O rosto, o corpo, os nossos orgãos, costumam sofrer com o desabafo. A reação é um pedido de socorro… o corpo está expressando alguma coisa.

Quando o Gutierrez começou a pensar em coisas boas, seu cérebro enviou uma nova mensagem, dizendo assim: sai dessa, leva a vida mais na valsa, não estressa tanto… desencana!!!!

É essa a receita, viva a vida com mais suavidade… não tente resolver todos os problemas do mundo ou agradar a todos. Culpa, ira, fazem mal a saúde. Só aceite da vida o que ela pode te dar de bom. O resto recicle!

Reveja seus conceitos e assuma só a parcela de responsabilidade por seus atos e atitudes que dá pra assumir.

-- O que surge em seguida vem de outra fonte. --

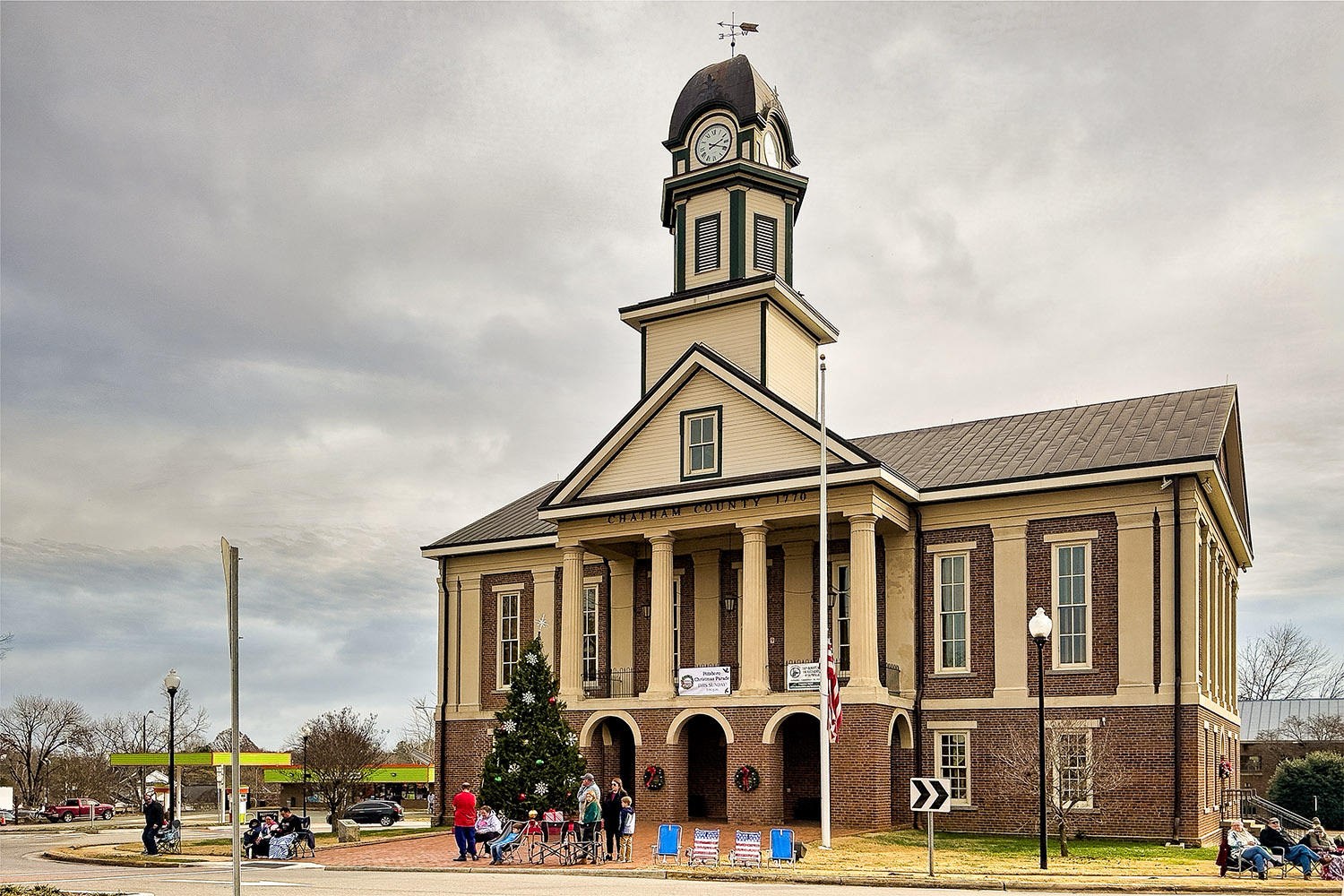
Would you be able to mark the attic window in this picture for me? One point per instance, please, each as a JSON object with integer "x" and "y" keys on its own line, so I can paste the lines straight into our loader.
{"x": 702, "y": 435}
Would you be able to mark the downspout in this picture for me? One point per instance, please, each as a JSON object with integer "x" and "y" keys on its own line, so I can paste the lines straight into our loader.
{"x": 1176, "y": 753}
{"x": 919, "y": 602}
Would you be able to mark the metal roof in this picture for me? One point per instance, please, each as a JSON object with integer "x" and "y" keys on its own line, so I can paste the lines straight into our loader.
{"x": 1132, "y": 433}
{"x": 1074, "y": 440}
{"x": 1260, "y": 716}
{"x": 513, "y": 520}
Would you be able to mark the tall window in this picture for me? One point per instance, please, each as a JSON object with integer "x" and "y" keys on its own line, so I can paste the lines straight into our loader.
{"x": 508, "y": 635}
{"x": 953, "y": 616}
{"x": 1073, "y": 755}
{"x": 676, "y": 625}
{"x": 590, "y": 634}
{"x": 1073, "y": 591}
{"x": 840, "y": 582}
{"x": 701, "y": 432}
{"x": 953, "y": 753}
{"x": 706, "y": 244}
{"x": 763, "y": 244}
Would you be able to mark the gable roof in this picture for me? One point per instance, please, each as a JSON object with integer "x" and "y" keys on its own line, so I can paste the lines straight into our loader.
{"x": 1112, "y": 435}
{"x": 695, "y": 359}
{"x": 513, "y": 521}
{"x": 1176, "y": 426}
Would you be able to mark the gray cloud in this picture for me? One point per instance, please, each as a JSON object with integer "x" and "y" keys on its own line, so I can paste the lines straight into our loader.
{"x": 336, "y": 280}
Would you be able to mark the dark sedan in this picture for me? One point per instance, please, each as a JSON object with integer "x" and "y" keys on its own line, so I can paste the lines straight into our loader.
{"x": 383, "y": 812}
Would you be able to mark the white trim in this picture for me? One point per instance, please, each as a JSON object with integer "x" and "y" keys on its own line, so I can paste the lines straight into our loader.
{"x": 952, "y": 547}
{"x": 954, "y": 732}
{"x": 1089, "y": 634}
{"x": 491, "y": 547}
{"x": 938, "y": 611}
{"x": 1090, "y": 535}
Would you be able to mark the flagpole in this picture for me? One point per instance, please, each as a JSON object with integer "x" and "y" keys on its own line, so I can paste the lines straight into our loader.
{"x": 823, "y": 627}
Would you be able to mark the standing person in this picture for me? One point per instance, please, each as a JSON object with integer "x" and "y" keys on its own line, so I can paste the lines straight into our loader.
{"x": 612, "y": 814}
{"x": 153, "y": 821}
{"x": 464, "y": 823}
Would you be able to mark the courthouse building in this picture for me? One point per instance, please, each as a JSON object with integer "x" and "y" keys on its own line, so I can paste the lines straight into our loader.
{"x": 676, "y": 567}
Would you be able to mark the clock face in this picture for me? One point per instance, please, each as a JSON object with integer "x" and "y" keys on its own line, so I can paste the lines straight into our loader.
{"x": 771, "y": 150}
{"x": 712, "y": 144}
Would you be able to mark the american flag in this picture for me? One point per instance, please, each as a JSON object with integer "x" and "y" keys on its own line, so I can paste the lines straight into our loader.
{"x": 833, "y": 715}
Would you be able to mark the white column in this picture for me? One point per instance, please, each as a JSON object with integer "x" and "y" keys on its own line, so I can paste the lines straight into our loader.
{"x": 753, "y": 654}
{"x": 660, "y": 619}
{"x": 863, "y": 602}
{"x": 572, "y": 626}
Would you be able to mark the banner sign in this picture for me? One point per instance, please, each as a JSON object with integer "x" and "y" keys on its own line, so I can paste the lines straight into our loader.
{"x": 704, "y": 681}
{"x": 803, "y": 676}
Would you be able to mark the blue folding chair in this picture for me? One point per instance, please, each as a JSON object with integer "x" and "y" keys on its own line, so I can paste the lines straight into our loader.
{"x": 781, "y": 845}
{"x": 668, "y": 847}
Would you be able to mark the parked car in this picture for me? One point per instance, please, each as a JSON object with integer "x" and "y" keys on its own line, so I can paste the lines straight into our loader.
{"x": 82, "y": 807}
{"x": 384, "y": 812}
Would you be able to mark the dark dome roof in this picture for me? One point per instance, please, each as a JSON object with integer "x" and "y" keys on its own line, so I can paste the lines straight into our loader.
{"x": 731, "y": 85}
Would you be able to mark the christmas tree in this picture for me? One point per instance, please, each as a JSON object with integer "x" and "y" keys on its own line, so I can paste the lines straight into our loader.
{"x": 535, "y": 762}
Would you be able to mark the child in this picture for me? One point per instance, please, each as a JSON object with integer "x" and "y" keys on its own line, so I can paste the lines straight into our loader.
{"x": 625, "y": 831}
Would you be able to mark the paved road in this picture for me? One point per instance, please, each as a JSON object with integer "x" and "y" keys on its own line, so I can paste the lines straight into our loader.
{"x": 22, "y": 861}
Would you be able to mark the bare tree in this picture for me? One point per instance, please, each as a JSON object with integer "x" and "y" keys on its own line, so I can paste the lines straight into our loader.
{"x": 1082, "y": 767}
{"x": 34, "y": 731}
{"x": 343, "y": 750}
{"x": 418, "y": 732}
{"x": 1284, "y": 664}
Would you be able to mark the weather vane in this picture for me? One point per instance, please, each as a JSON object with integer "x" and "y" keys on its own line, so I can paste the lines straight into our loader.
{"x": 736, "y": 29}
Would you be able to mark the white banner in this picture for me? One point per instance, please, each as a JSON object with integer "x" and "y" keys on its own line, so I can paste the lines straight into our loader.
{"x": 704, "y": 681}
{"x": 803, "y": 676}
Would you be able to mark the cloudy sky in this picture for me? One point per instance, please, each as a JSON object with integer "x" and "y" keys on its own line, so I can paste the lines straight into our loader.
{"x": 333, "y": 281}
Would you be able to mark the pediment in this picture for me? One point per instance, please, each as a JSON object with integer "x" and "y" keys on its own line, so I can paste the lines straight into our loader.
{"x": 761, "y": 435}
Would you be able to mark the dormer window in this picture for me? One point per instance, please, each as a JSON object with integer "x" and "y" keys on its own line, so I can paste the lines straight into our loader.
{"x": 702, "y": 435}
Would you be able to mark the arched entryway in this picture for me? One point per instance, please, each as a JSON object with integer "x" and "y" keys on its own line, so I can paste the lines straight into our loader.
{"x": 609, "y": 742}
{"x": 800, "y": 747}
{"x": 707, "y": 767}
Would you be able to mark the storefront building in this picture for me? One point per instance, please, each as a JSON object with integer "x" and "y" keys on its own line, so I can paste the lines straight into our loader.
{"x": 688, "y": 540}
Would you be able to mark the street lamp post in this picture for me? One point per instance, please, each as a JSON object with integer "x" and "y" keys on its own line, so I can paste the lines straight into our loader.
{"x": 304, "y": 732}
{"x": 1039, "y": 627}
{"x": 171, "y": 684}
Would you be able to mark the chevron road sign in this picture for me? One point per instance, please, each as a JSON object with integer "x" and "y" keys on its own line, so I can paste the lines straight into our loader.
{"x": 930, "y": 794}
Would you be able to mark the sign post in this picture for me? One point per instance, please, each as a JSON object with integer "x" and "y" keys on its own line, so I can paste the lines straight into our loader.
{"x": 930, "y": 796}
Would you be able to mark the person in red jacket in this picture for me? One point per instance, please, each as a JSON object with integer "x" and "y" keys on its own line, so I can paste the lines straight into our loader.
{"x": 464, "y": 823}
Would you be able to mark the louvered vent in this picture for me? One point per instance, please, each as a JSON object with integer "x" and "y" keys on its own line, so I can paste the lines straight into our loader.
{"x": 765, "y": 230}
{"x": 706, "y": 244}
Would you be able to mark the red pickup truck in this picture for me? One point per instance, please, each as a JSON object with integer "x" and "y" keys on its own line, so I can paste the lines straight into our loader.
{"x": 73, "y": 809}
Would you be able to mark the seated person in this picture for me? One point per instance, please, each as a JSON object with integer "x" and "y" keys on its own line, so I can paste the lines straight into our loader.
{"x": 553, "y": 821}
{"x": 1317, "y": 840}
{"x": 488, "y": 826}
{"x": 1273, "y": 837}
{"x": 505, "y": 840}
{"x": 1242, "y": 845}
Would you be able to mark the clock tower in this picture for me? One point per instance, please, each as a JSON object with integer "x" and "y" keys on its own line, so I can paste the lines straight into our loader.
{"x": 731, "y": 203}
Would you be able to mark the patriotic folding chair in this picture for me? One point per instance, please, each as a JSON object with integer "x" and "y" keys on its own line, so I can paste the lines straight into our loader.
{"x": 668, "y": 847}
{"x": 746, "y": 849}
{"x": 706, "y": 847}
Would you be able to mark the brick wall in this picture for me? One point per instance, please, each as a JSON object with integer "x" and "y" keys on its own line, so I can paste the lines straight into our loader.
{"x": 1104, "y": 676}
{"x": 980, "y": 640}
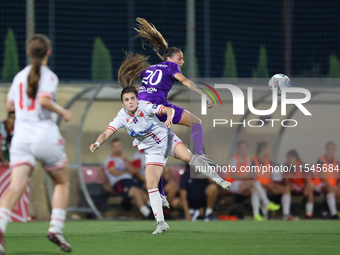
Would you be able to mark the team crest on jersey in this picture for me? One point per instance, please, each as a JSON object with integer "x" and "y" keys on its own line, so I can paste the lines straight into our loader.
{"x": 140, "y": 113}
{"x": 135, "y": 120}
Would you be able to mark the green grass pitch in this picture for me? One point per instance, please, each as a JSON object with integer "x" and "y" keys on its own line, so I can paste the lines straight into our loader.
{"x": 219, "y": 237}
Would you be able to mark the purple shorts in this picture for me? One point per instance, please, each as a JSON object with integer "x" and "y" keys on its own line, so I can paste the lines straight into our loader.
{"x": 178, "y": 112}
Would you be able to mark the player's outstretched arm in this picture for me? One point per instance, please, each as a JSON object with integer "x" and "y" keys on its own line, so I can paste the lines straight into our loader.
{"x": 10, "y": 106}
{"x": 102, "y": 138}
{"x": 48, "y": 104}
{"x": 190, "y": 85}
{"x": 170, "y": 112}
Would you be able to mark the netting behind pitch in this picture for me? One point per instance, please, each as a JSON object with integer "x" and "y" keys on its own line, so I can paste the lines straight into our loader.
{"x": 247, "y": 24}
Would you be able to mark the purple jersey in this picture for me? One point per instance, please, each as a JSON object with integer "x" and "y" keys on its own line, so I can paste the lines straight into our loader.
{"x": 157, "y": 81}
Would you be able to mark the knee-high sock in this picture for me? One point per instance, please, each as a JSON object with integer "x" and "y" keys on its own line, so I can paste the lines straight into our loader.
{"x": 255, "y": 203}
{"x": 261, "y": 193}
{"x": 202, "y": 167}
{"x": 160, "y": 186}
{"x": 198, "y": 137}
{"x": 156, "y": 204}
{"x": 309, "y": 209}
{"x": 331, "y": 203}
{"x": 5, "y": 216}
{"x": 285, "y": 201}
{"x": 264, "y": 210}
{"x": 57, "y": 220}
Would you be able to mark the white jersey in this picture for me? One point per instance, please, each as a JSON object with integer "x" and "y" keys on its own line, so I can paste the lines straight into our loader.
{"x": 140, "y": 156}
{"x": 148, "y": 130}
{"x": 32, "y": 122}
{"x": 119, "y": 164}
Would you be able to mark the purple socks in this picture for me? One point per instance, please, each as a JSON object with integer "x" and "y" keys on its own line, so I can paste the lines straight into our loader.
{"x": 197, "y": 136}
{"x": 160, "y": 186}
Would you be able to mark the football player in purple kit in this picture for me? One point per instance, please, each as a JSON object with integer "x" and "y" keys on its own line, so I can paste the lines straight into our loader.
{"x": 158, "y": 79}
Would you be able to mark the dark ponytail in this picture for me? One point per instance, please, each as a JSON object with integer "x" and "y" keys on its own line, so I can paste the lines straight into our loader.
{"x": 37, "y": 47}
{"x": 131, "y": 67}
{"x": 148, "y": 31}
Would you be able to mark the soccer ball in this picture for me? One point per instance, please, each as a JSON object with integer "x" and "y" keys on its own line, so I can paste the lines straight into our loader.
{"x": 279, "y": 81}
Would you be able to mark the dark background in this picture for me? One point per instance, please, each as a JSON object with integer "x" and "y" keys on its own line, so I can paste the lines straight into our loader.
{"x": 248, "y": 24}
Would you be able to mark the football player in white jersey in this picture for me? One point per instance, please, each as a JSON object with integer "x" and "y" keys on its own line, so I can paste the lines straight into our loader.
{"x": 36, "y": 137}
{"x": 159, "y": 142}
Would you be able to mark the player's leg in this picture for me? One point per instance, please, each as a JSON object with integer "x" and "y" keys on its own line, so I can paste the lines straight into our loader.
{"x": 185, "y": 118}
{"x": 171, "y": 189}
{"x": 330, "y": 198}
{"x": 182, "y": 152}
{"x": 308, "y": 192}
{"x": 60, "y": 196}
{"x": 54, "y": 160}
{"x": 190, "y": 120}
{"x": 152, "y": 175}
{"x": 19, "y": 178}
{"x": 137, "y": 195}
{"x": 211, "y": 192}
{"x": 60, "y": 178}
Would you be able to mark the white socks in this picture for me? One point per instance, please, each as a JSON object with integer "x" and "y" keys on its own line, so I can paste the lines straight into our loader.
{"x": 57, "y": 220}
{"x": 5, "y": 217}
{"x": 309, "y": 209}
{"x": 331, "y": 203}
{"x": 156, "y": 204}
{"x": 255, "y": 203}
{"x": 285, "y": 201}
{"x": 204, "y": 168}
{"x": 145, "y": 210}
{"x": 262, "y": 195}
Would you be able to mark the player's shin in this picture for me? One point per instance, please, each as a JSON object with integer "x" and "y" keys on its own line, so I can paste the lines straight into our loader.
{"x": 160, "y": 186}
{"x": 4, "y": 218}
{"x": 197, "y": 137}
{"x": 156, "y": 204}
{"x": 57, "y": 220}
{"x": 262, "y": 195}
{"x": 285, "y": 201}
{"x": 202, "y": 167}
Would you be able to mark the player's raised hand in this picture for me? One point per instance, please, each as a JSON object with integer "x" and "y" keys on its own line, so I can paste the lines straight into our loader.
{"x": 67, "y": 115}
{"x": 94, "y": 146}
{"x": 209, "y": 103}
{"x": 168, "y": 122}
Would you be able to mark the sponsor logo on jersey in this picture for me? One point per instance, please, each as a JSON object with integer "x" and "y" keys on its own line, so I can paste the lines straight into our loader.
{"x": 140, "y": 113}
{"x": 147, "y": 90}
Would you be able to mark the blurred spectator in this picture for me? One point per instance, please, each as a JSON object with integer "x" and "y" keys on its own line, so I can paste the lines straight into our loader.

Isso não quer dizer que você deve sair por ai chutando o páu da barraca, não é isso, mas não tente resolver todos os problemas, fazer todas as coisas perfeitamente, não seja tão crítico de si mesmo e dos outros, todos erram, inclusive você! Se permita errar, pisar na bola, sem tanta culpa.

Ninguém é perfeito. Você não será um mau caráter por isso. Se fez algo que julgou mau, tente consertar as coisas, peça perdão, peça desculpas… tente não repetir a dose, tente reformar o seu jeito ácido de ser, mas acima de tudo acredite mais nos outros e em si mesmo. Pois é possível errar, é possível perdoar e é possível saber viver sem “espinhas”! Relaxe…

…mas se não te perdoárem ou se não fazem as coisas direito mesmo e você sofre com tanta imperfeição…

Primeiro: se não te perdoarem não é problema seu, o seu problema consiste em não pedir perdão. Pediu, se comprometeu a melhorar, o resto é com o outro, talvez ele esteja sendo muito severo no seu julgamento por raiva, por mágoa… ele também precisa de um tempo para elaborar…

Segundo: encare as imperfeições como exercícios, quanto mais a gente faz, mais vai ficando melhor…é preciso errar muito para acertar um dia, só errando se aprende. Ninguém nasce pronto e perfeito, as coisas em geral são assim, é preciso deixar um espaço para o balanço do vento, para o inusitado, para aquilo que não foi planejado minunciosamente… e namastê.